Career Pivot Bisa Jadi Langkah Terbaik, Ini 5 Tandanya

  • Muhammad Gustirha Yunas

Bangun pagi, berangkat kerja, pulang, lalu besok mengulang rutinitas yang sama. Kalau belakangan kamu mulai bertanya, "Apa memang ini pekerjaan yang aku mau terus?", mungkin itu bukan sekadar rasa bosan.

Bisa jadi, kamu sedang berada di fase career pivot, yaitu momen ketika seseorang mulai mempertimbangkan untuk beralih ke jalur karier yang lebih sesuai dengan minat, tujuan, atau skill yang dimiliki. Memang gak mudah, tapi perubahan ini juga bisa membuka peluang yang lebih besar.

Nah, kalau masih bingung apakah sekarang waktu yang tepat untuk pindah haluan, coba cek lima tandanya berikut ini.

1. Pekerjaanmu gak lagi bikin semangat

Dulu setiap proyek terasa menantang dan bikin penasaran. Sekarang? Semua terasa seperti autopilot. Kamu sudah tahu apa yang harus dikerjakan, tapi gak lagi merasa berkembang.

Kalau setiap hari kerja terasa monoton dan kamu mulai kehilangan antusiasme, mungkin itu tanda kalau kamu butuh tantangan baru. Karier yang sehat seharusnya tetap memberi ruang untuk belajar dan berkembang, bukan sekadar menyelesaikan rutinitas.

2. Skill baru cuma jadi koleksi

Belakangan ini mungkin kamu rajin ikut workshop, ambil kelas online, atau belajar skill baru seperti desain, coding, digital marketing, sampai data analysis. Masalahnya, semua kemampuan itu gak pernah terpakai di pekerjaan sekarang.

Kalau kondisinya seperti ini, sayang banget kalau skill yang sudah dipelajari hanya jadi pajangan di CV. Bisa jadi sudah saatnya mencari pekerjaan yang benar-benar memberi ruang untuk mengembangkan kemampuan tersebut.

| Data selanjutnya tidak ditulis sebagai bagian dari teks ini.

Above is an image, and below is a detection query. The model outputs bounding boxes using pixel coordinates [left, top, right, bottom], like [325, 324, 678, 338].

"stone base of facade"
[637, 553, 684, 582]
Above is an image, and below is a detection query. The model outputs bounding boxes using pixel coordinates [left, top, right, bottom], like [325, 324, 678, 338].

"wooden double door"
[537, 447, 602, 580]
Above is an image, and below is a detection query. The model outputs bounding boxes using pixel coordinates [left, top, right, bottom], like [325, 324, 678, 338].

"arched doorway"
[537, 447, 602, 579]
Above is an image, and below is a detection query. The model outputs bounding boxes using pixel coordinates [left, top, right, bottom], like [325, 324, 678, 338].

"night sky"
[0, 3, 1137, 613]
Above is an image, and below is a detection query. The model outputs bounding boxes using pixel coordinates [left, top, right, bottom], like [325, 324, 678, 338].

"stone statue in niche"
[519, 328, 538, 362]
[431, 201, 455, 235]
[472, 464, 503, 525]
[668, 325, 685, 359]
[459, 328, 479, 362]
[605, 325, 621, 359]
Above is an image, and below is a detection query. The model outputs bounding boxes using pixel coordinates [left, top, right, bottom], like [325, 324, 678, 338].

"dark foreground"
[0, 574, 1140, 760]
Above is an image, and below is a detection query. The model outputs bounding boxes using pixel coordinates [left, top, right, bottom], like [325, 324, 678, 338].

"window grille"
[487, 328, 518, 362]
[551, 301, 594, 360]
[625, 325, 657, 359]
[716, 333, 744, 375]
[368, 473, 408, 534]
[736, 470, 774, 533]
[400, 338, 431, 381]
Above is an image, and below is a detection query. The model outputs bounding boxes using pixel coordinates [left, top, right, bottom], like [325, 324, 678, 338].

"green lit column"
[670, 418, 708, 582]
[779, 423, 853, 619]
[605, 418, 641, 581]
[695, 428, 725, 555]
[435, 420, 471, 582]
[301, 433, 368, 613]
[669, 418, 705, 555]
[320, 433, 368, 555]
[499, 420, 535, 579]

3. Kamu sudah gak cocok dengan budaya kerjanya

Gaji boleh oke, tapi kalau lingkungan kerja bikin kamu kehilangan motivasi setiap hari, itu tetap jadi masalah.

Entah karena budaya kerjanya kurang sehat, minim apresiasi, atau nilai perusahaan sudah gak sejalan dengan prinsipmu, semua itu bisa memengaruhi kenyamanan dalam bekerja. Ingat, memilih tempat kerja bukan cuma soal jabatan atau penghasilan, tapi juga soal lingkungan yang mendukung pertumbuhanmu.

4. Kamu makin penasaran dengan bidang lain

Akhir-akhir ini timeline media sosialmu lebih sering dipenuhi konten tentang profesi lain? Atau kamu mulai kepikiran, "Kayaknya seru juga kerja di industri ini."

Rasa penasaran seperti itu bukan berarti kamu impulsif. Justru, itu bisa menjadi sinyal kalau ada minat baru yang layak dieksplorasi. Coba cari tahu lebih dalam lewat membaca, mengikuti webinar, atau ngobrol dengan orang yang sudah lebih dulu terjun di bidang tersebut.

5. Kamu siap keluar dari zona nyaman

Career pivot memang selalu datang dengan risiko. Mungkin kamu harus belajar dari awal, memulai posisi baru, atau bahkan menerima tantangan yang belum pernah dihadapi sebelumnya.

Kalau sekarang kamu merasa lebih siap menghadapi perubahan dibanding beberapa tahun lalu, itu adalah modal yang besar. Keberanian untuk mencoba hal baru sering kali menjadi langkah awal menuju karier yang lebih memuaskan.

Saatnya Jujur dengan Diri Sendiri

Career pivot bukan berarti kamu gagal di pekerjaan yang sekarang. Justru, itu bisa menjadi bentuk keberanian untuk mengejar karier yang lebih sesuai dengan tujuan hidupmu.

Kalau beberapa tanda di atas terasa relate, gak ada salahnya mulai menyusun rencana.

Update CV, bangun portofolio, perluas networking, dan pelajari industri yang ingin kamu tuju. Siapa tahu, langkah kecil yang kamu ambil hari ini justru membawa peluang besar di masa depan.